Is Kueh Talam safe for my pets, or does it contain any ingredients to be cautious about?
Kueh Talam isn’t suitable for pets, especially because it contains coconut milk and pandan, which may upset their digestive systems. Also, the sweetened rice flour batter isn’t part of a balanced pet diet. It’s best to keep this delicious treat just for humans to enjoy safely!

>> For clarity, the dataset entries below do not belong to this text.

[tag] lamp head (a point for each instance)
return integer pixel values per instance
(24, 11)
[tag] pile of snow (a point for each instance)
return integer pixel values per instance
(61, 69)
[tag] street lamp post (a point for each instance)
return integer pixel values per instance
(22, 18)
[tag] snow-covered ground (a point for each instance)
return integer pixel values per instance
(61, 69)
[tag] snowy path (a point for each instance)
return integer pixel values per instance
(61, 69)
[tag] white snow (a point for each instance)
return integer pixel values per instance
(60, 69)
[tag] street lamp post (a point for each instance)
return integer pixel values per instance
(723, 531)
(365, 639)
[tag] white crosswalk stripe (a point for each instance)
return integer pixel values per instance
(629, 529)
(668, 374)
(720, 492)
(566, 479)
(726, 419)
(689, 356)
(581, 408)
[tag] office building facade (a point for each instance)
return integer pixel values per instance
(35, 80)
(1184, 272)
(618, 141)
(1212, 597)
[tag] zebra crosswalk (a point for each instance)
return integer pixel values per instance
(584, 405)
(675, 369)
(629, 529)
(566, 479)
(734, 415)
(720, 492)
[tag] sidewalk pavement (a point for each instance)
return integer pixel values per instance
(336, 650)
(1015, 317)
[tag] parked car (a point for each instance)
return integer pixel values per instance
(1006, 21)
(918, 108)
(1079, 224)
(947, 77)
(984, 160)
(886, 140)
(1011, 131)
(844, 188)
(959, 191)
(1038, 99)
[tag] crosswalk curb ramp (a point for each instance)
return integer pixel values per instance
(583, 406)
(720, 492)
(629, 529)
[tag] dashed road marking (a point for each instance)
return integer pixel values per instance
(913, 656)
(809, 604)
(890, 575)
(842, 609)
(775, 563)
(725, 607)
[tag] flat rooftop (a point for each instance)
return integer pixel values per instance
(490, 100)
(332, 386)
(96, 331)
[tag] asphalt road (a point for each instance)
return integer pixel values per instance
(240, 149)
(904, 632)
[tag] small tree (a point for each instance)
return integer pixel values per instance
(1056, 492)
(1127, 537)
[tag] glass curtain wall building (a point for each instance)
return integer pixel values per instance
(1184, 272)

Kueh Talam (Steamed Two-Layer Cake)

Easy Homemade Kueh Talam: Fluffy Steamed Two-Layer Cake Bliss

Experience the nostalgic delight of Kueh Talam, a fluffy two-layer cake that beautifully combines sweet pandan and creamy coconut flavors.
Prep Time 15 minutes
Cook Time 24 minutes
Cooling Time 15 minutes
Total Time 54 minutes
Servings: 8 slices
Course: Dessert
Cuisine: Southeast Asian
Calories: 150

Ingredients
  

For the Pandan Layer
  • 1 cup Pandan Juice freshly blended
  • 1 cup Rice Flour
  • 1 cup Coconut Milk thick
  • 1/2 cup Sugar adjust to taste
  • 1/4 teaspoon Salt
For the Coconut Layer
  • 1 cup Coconut Milk thick and creamy
  • 1 cup Rice Flour
  • 1/4 cup Sugar
  • 1/4 teaspoon Salt

Equipment

  • Steamer
  • Mixing bowls
  • 8-inch pan
  • Whisk

Method
 

Making Kueh Talam
  1. Whisk fresh pandan juice, thick coconut milk, rice flour, sugar, and a pinch of salt in a bowl until absolutely smooth, vibrant green, and slightly frothy to form the pandan layer.
  2. Pour the pandan batter into a lightly greased 8-inch pan, then cover and steam over simmering water (medium heat) for about 12 minutes, until the surface feels firm and fragrant.
  3. Combine thick coconut milk, rice flour, sugar, and a pinch of salt in a mixing bowl, then whisk vigorously until the coconut batter is silky smooth and completely free of lumps.
  4. Gently pour the coconut mixture over the still-warm pandan base, then use a spatula to smooth the surface evenly, ensuring a clean, distinct white layer atop the green.
  5. Place the pan back over simmering water, cover tightly, and cook for an additional 12 minutes on medium heat, until the coconut top glistens glossy and feels set.
  6. Cool the cake in the pan for about 15 minutes to firm up, then transfer to a cutting board and slice into neat 1-inch squares for elegant serving portions.

Nutrition

Serving: 1sliceCalories: 150kcalCarbohydrates: 28gProtein: 2gFat: 4gSaturated Fat: 3gPolyunsaturated Fat: 0.5gMonounsaturated Fat: 0.5gSodium: 50mgPotassium: 100mgFiber: 1gSugar: 10gCalcium: 20mgIron: 0.3mg

Notes

Optional: Garnish with toasted sesame seeds or fresh pandan leaves. Use fresh coconut milk for enhanced flavor and texture.